Nach dem Auftritt des Orchesters, des Chores und des Moderators warten die Konzertbesucher schon gespannt auf ein weiteres Glanzlicht des Abends: Larissa Schwärzler Sängerin, Komponistin und Bandleaderin von LaRisa bekennt in ihrem Eröffnungslied gleich: „Die Männer sind schon die Liebe wert“. Damit war die Riege der KünstlerInnen komplett – ab jetzt hieß es nur noch: zuhören, mitswingen und genießen.

Und so zeigt sich der Abend aus der Sicht der Zuschauer als pures Vergnügen: Die Musik trägt durch den Abend, mit einem Sound, der immer spannend und überraschend, aber nie aufdringlich ist. Gleichzeitig kann man sich auch optisch an der Riege der Männer des Männerchor Götzis erfreuen, die individuell vom Gilet über die verschiedenfarbigen Fliegen bis zu den gegelten Frisuren im Stil der Zeit gestylt sind und dabei auch die Texte mit Mimik und Gestik untermalen, sodass man aus den Schauen nicht herauskommt – ebenso sind auch die beiden mitwirkenden Frauen im eleganten Stil der 20er-Jahre gekleidet.
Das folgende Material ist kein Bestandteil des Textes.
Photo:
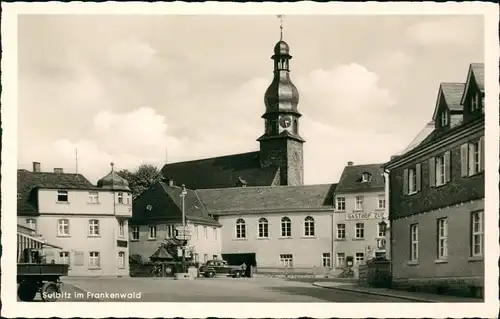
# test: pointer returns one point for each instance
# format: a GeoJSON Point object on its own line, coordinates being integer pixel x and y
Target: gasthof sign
{"type": "Point", "coordinates": [359, 216]}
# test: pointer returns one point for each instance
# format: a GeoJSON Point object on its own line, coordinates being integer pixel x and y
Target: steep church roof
{"type": "Point", "coordinates": [221, 172]}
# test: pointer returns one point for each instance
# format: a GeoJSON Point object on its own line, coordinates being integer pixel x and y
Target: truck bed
{"type": "Point", "coordinates": [25, 269]}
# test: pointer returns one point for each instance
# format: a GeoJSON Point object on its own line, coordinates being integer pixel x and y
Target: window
{"type": "Point", "coordinates": [263, 228]}
{"type": "Point", "coordinates": [121, 259]}
{"type": "Point", "coordinates": [359, 203]}
{"type": "Point", "coordinates": [360, 258]}
{"type": "Point", "coordinates": [309, 226]}
{"type": "Point", "coordinates": [93, 197]}
{"type": "Point", "coordinates": [286, 260]}
{"type": "Point", "coordinates": [62, 196]}
{"type": "Point", "coordinates": [286, 227]}
{"type": "Point", "coordinates": [79, 258]}
{"type": "Point", "coordinates": [414, 242]}
{"type": "Point", "coordinates": [360, 231]}
{"type": "Point", "coordinates": [442, 238]}
{"type": "Point", "coordinates": [477, 236]}
{"type": "Point", "coordinates": [152, 232]}
{"type": "Point", "coordinates": [444, 118]}
{"type": "Point", "coordinates": [93, 227]}
{"type": "Point", "coordinates": [340, 260]}
{"type": "Point", "coordinates": [340, 231]}
{"type": "Point", "coordinates": [121, 228]}
{"type": "Point", "coordinates": [135, 233]}
{"type": "Point", "coordinates": [341, 203]}
{"type": "Point", "coordinates": [366, 177]}
{"type": "Point", "coordinates": [63, 227]}
{"type": "Point", "coordinates": [381, 201]}
{"type": "Point", "coordinates": [94, 260]}
{"type": "Point", "coordinates": [412, 180]}
{"type": "Point", "coordinates": [326, 260]}
{"type": "Point", "coordinates": [120, 198]}
{"type": "Point", "coordinates": [241, 231]}
{"type": "Point", "coordinates": [64, 257]}
{"type": "Point", "coordinates": [31, 223]}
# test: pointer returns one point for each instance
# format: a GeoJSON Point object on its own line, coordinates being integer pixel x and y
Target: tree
{"type": "Point", "coordinates": [142, 178]}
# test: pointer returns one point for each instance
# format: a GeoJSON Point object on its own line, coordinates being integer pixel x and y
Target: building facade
{"type": "Point", "coordinates": [359, 211]}
{"type": "Point", "coordinates": [436, 202]}
{"type": "Point", "coordinates": [89, 223]}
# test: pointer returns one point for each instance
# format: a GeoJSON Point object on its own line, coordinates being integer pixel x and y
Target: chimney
{"type": "Point", "coordinates": [36, 167]}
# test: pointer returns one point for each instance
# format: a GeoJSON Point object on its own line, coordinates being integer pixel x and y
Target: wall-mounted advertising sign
{"type": "Point", "coordinates": [359, 216]}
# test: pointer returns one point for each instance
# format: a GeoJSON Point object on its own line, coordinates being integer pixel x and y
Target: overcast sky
{"type": "Point", "coordinates": [127, 88]}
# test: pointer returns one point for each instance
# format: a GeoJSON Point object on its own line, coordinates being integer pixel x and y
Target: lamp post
{"type": "Point", "coordinates": [183, 208]}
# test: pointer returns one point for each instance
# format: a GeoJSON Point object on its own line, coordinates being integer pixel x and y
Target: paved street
{"type": "Point", "coordinates": [210, 290]}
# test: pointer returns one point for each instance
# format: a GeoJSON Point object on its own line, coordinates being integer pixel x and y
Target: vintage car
{"type": "Point", "coordinates": [214, 268]}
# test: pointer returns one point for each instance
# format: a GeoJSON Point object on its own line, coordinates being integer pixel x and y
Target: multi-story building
{"type": "Point", "coordinates": [359, 214]}
{"type": "Point", "coordinates": [436, 201]}
{"type": "Point", "coordinates": [89, 223]}
{"type": "Point", "coordinates": [157, 214]}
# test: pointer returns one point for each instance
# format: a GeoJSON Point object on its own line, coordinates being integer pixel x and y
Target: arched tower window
{"type": "Point", "coordinates": [286, 227]}
{"type": "Point", "coordinates": [263, 228]}
{"type": "Point", "coordinates": [241, 231]}
{"type": "Point", "coordinates": [309, 226]}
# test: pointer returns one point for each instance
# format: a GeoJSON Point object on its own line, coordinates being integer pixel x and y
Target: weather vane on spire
{"type": "Point", "coordinates": [280, 16]}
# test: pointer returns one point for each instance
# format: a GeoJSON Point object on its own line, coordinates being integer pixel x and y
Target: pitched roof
{"type": "Point", "coordinates": [221, 172]}
{"type": "Point", "coordinates": [272, 198]}
{"type": "Point", "coordinates": [28, 181]}
{"type": "Point", "coordinates": [163, 202]}
{"type": "Point", "coordinates": [350, 180]}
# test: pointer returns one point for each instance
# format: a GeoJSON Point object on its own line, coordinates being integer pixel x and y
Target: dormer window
{"type": "Point", "coordinates": [445, 119]}
{"type": "Point", "coordinates": [366, 177]}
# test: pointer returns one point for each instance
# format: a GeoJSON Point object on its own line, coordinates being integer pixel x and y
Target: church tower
{"type": "Point", "coordinates": [281, 144]}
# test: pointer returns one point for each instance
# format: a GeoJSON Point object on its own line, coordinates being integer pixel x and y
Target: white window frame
{"type": "Point", "coordinates": [440, 170]}
{"type": "Point", "coordinates": [414, 247]}
{"type": "Point", "coordinates": [412, 181]}
{"type": "Point", "coordinates": [359, 229]}
{"type": "Point", "coordinates": [442, 243]}
{"type": "Point", "coordinates": [93, 197]}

Der Chor kann neben den auswendig mit viel Schwung und Textpräsenz dargebotenen Liedern seine Qualität auch an der nicht enden wollenden Parade an choreigenen Solisten zeigen: Nicht weniger als 11 Lieder hatten Soloparts, in denen nicht nur die gesanglichen Qualitäten, sondern auch die unterschiedlichen Charaktere der Solisten ein wenig durchschimmerten und auch manches Schauspieltalent sichtbar wurden. Eines der Highlights war dabei sicher eines der neueren Kompositionen, die im Stil der 20er Jahre geschrieben waren: In „Reggeaton im Altersheim“ brachte Thomas Ender den pointierten Text perfekt auf den Punkt. Larissa Schwärzler ist mit ihrer Bühnenerfahrung und ihrer facettenreichen Stimme dazu die professionelle Ergänzung und ein besonderes Glanzlicht des Abends. Christian Urban spinnt den roten Faden durch das Programm und verwebt so die Darbietungen zu einem stimmigen Ganzen. Wer dabei aber wirklich die Fäden in der Hand hat, ist der Chorleiter Oskar Egle, der nicht nur von der Idee bis zur Zusammenstellung des Programms für das Gesamtkonzept verantwortlich ist, sondern auch während des beinahe zweistündigen, ohne Pausen absolvierten Programms dafür sorgte, dass Chor, Orchester, Solisten und Solistin in Punkto Rhythmus, Klang und Ausgewogenheit an einem Strang zogen – was vermutlich nicht so leicht war, wie es schlussendlich aussah. Für das Publikum war es jedenfalls ein Abend voll Leichtigkeit und unbeschwerten Genießens, wie man es sich in den aktuellen Zeiten nur wünschen kann. Für alle, die sich das bisher entgehen ließen: am 14. 5. Gibt es noch ein weiteres Konzert in der Kulturbühne AmBach in Götzis.